Des hommes sans Dieu

Avec son dernier film Grâce à Dieu, François Ozon se propose de s’attaquer rien moins qu’à un système tout puissant : l’Eglise. Un peu à l’image du film Spotlight sorti en 2015 et qui retraçait l’enquête du Boston Globe qui a mis au jour un scandale au sein de l’Eglise Catholique. L’enquête a révélé que l’Eglise Catholique a protégé des auteurs d’abus sexuels pendant des années. La question n’est donc pas de revenir ici comme dans le film de François Ozon sur les figures du mal en elles-mêmes, mais sur ce qu’elle dit des systèmes qui les protègent. Ainsi chez Ozon, la confrontation avec le Père Preynat n’a d’ailleurs lieu qu’une fois et n’est pas un climax de l’oeuvre. Il est juste une des façons choisie par une victime pour se reconstruire, mais aussi faire avancer l’enquête. Par ailleurs, Ozon fait assez peu cas des reconstitutions des crimes, plutôt bancales dans le film, mais s’intéresse avant tout aux lettres échangées par une des victimes, Alexandre, avec l’Eglise en la personne du Cardinal Barbarin et comment le système organise la parole, ce qui doit ou non être dit. Le mal ne vient donc pas ici de ceux qui le font, mais de ceux qui observent, donc potentiellement du spectateur lui-même.

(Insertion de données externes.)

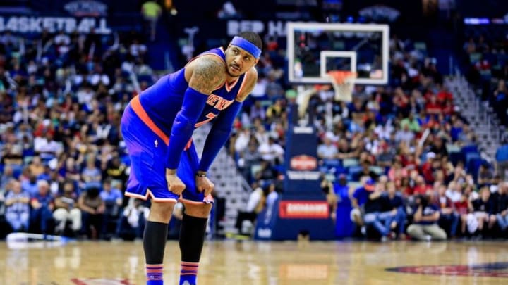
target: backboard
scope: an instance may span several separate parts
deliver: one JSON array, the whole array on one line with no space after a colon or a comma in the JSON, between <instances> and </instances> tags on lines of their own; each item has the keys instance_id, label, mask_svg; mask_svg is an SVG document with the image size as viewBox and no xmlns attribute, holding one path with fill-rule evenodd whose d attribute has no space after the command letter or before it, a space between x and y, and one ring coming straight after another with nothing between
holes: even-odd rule
<instances>
[{"instance_id":1,"label":"backboard","mask_svg":"<svg viewBox=\"0 0 508 285\"><path fill-rule=\"evenodd\" d=\"M332 70L357 73L356 84L388 83L387 25L288 23L289 81L329 83Z\"/></svg>"}]
</instances>

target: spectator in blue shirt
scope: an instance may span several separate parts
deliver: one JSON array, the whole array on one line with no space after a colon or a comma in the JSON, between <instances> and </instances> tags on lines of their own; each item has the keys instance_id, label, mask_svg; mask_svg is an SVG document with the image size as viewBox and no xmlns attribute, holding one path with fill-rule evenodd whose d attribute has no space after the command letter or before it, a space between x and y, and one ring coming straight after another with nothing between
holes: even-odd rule
<instances>
[{"instance_id":1,"label":"spectator in blue shirt","mask_svg":"<svg viewBox=\"0 0 508 285\"><path fill-rule=\"evenodd\" d=\"M437 225L440 218L439 208L430 202L427 195L416 198L413 209L413 224L408 227L408 234L413 239L430 241L433 239L445 240L447 234Z\"/></svg>"},{"instance_id":2,"label":"spectator in blue shirt","mask_svg":"<svg viewBox=\"0 0 508 285\"><path fill-rule=\"evenodd\" d=\"M16 180L11 180L6 188L11 191L6 196L6 220L14 232L28 230L30 196L21 190L21 184Z\"/></svg>"},{"instance_id":3,"label":"spectator in blue shirt","mask_svg":"<svg viewBox=\"0 0 508 285\"><path fill-rule=\"evenodd\" d=\"M508 170L508 138L504 139L503 145L496 151L496 165L501 181L504 181L506 172Z\"/></svg>"},{"instance_id":4,"label":"spectator in blue shirt","mask_svg":"<svg viewBox=\"0 0 508 285\"><path fill-rule=\"evenodd\" d=\"M43 234L47 234L47 224L53 218L54 201L53 196L49 193L49 184L46 180L39 180L37 182L39 189L37 193L32 196L30 205L32 213L30 213L30 222L35 227L37 232Z\"/></svg>"}]
</instances>

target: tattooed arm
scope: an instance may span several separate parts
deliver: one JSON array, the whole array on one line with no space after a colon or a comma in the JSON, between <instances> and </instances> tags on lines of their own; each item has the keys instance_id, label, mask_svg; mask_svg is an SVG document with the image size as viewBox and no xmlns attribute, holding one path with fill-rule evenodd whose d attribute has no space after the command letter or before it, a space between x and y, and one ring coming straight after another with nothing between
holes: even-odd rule
<instances>
[{"instance_id":1,"label":"tattooed arm","mask_svg":"<svg viewBox=\"0 0 508 285\"><path fill-rule=\"evenodd\" d=\"M194 125L205 108L207 96L224 84L225 71L224 63L212 56L197 58L186 68L186 79L189 85L181 109L173 122L166 157L168 174L176 172L181 153L192 137Z\"/></svg>"}]
</instances>

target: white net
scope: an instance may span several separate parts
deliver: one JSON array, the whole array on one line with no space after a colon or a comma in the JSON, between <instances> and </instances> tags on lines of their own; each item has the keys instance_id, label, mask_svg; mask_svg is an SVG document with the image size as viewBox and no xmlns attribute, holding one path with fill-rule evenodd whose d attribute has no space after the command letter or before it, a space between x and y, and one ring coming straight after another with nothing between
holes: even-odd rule
<instances>
[{"instance_id":1,"label":"white net","mask_svg":"<svg viewBox=\"0 0 508 285\"><path fill-rule=\"evenodd\" d=\"M356 80L356 73L336 70L329 72L328 76L335 90L335 101L351 102L353 100L353 89Z\"/></svg>"}]
</instances>

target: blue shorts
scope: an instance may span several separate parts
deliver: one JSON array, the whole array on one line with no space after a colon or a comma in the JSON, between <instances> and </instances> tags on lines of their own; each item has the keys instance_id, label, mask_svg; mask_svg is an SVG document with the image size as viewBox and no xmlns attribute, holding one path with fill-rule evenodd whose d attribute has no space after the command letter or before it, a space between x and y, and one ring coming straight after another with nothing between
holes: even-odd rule
<instances>
[{"instance_id":1,"label":"blue shorts","mask_svg":"<svg viewBox=\"0 0 508 285\"><path fill-rule=\"evenodd\" d=\"M134 100L134 99L133 99ZM139 101L136 102L139 104ZM181 196L170 192L166 182L166 153L169 139L162 134L138 105L131 102L121 119L121 132L131 158L131 172L125 195L155 201L184 203L211 203L211 195L205 197L195 186L195 172L199 158L194 144L188 145L181 155L176 175L186 185ZM141 107L142 108L142 107ZM142 120L141 118L144 120ZM150 120L147 123L147 120ZM161 137L157 135L164 136Z\"/></svg>"}]
</instances>

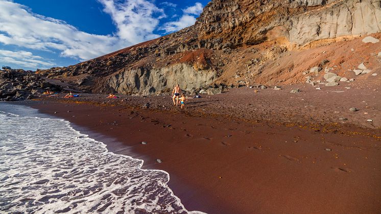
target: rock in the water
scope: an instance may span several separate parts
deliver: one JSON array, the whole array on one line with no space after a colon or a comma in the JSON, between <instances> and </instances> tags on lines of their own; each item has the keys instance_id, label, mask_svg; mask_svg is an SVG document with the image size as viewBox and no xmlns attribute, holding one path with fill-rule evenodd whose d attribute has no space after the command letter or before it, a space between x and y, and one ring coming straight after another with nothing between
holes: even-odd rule
<instances>
[{"instance_id":1,"label":"rock in the water","mask_svg":"<svg viewBox=\"0 0 381 214\"><path fill-rule=\"evenodd\" d=\"M335 77L336 76L338 76L336 74L331 73L330 72L328 73L327 74L325 74L324 76L324 79L326 80L329 79L332 77Z\"/></svg>"},{"instance_id":2,"label":"rock in the water","mask_svg":"<svg viewBox=\"0 0 381 214\"><path fill-rule=\"evenodd\" d=\"M353 70L353 72L354 72L354 74L356 75L359 75L363 73L363 70Z\"/></svg>"},{"instance_id":3,"label":"rock in the water","mask_svg":"<svg viewBox=\"0 0 381 214\"><path fill-rule=\"evenodd\" d=\"M326 86L336 86L337 85L339 85L339 83L336 82L331 82L325 84Z\"/></svg>"},{"instance_id":4,"label":"rock in the water","mask_svg":"<svg viewBox=\"0 0 381 214\"><path fill-rule=\"evenodd\" d=\"M365 65L364 64L364 62L359 65L358 66L357 66L359 69L361 69L362 70L366 70L367 67L365 66Z\"/></svg>"},{"instance_id":5,"label":"rock in the water","mask_svg":"<svg viewBox=\"0 0 381 214\"><path fill-rule=\"evenodd\" d=\"M379 39L377 39L373 36L367 36L366 37L363 39L363 42L364 43L372 43L375 44L379 41Z\"/></svg>"},{"instance_id":6,"label":"rock in the water","mask_svg":"<svg viewBox=\"0 0 381 214\"><path fill-rule=\"evenodd\" d=\"M357 111L358 110L358 109L357 108L354 108L354 107L352 107L352 108L351 108L349 109L349 111Z\"/></svg>"},{"instance_id":7,"label":"rock in the water","mask_svg":"<svg viewBox=\"0 0 381 214\"><path fill-rule=\"evenodd\" d=\"M290 93L299 93L300 92L300 90L299 89L299 88L297 88L296 89L293 89L291 90L291 91L290 91Z\"/></svg>"},{"instance_id":8,"label":"rock in the water","mask_svg":"<svg viewBox=\"0 0 381 214\"><path fill-rule=\"evenodd\" d=\"M322 68L321 67L314 67L313 68L311 68L311 69L309 69L309 73L319 73L320 70L321 70Z\"/></svg>"},{"instance_id":9,"label":"rock in the water","mask_svg":"<svg viewBox=\"0 0 381 214\"><path fill-rule=\"evenodd\" d=\"M328 82L338 82L338 81L340 80L341 79L341 77L339 76L334 76L330 78L327 79L326 81Z\"/></svg>"},{"instance_id":10,"label":"rock in the water","mask_svg":"<svg viewBox=\"0 0 381 214\"><path fill-rule=\"evenodd\" d=\"M25 94L25 91L23 90L19 90L16 92L16 97L19 98L20 97L22 97Z\"/></svg>"}]
</instances>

Évoquons ici Einstein et sa célèbre phrase : « le monde ne sera pas détruit par ceux qui font le mal, mais par ceux qui les regardent sans rien faire ». Ici pas « d’hommes qui veulent juste regarder le monde brûler » à la Joker, mais bien la volonté d’observer une société face à ce mal et comment les discours se construisent, les faits se révèlent et son traités. Les faits se sont-ils arrêtés après ces révélations? Il serait faux de penser ainsi (comme il est faux de penser que #metoo a révolutionné le monde du cinéma à ce point ou a éradiqué le viol). Il est nécessaire que ces actes soient posés pour dire « stop », mais la société ne doit pas s’arrêter-là. Ainsi, dans Grâce à Dieu, François Ozon n’a pas choisi que des personnages à ce point en colère qu’ils décident de quitter l’Eglise, de lui tourner le dos, qui perdent la foi. Certains pensent que c’est en restant que le système pourra être changé de l’intérieur, d’autres pensent qu’il faut ébranler les murs de l’Eglise en la quittant avec beaucoup de bruit. C’est tout le sens de la scène où les personnages se réunissent une dernière fois et réfléchissent à la décision de faire ou non son apostasie qui consiste à renier publiquement sa foi  chrétienne en défaisant les sacrements éventuellement réalisés (notamment le baptême).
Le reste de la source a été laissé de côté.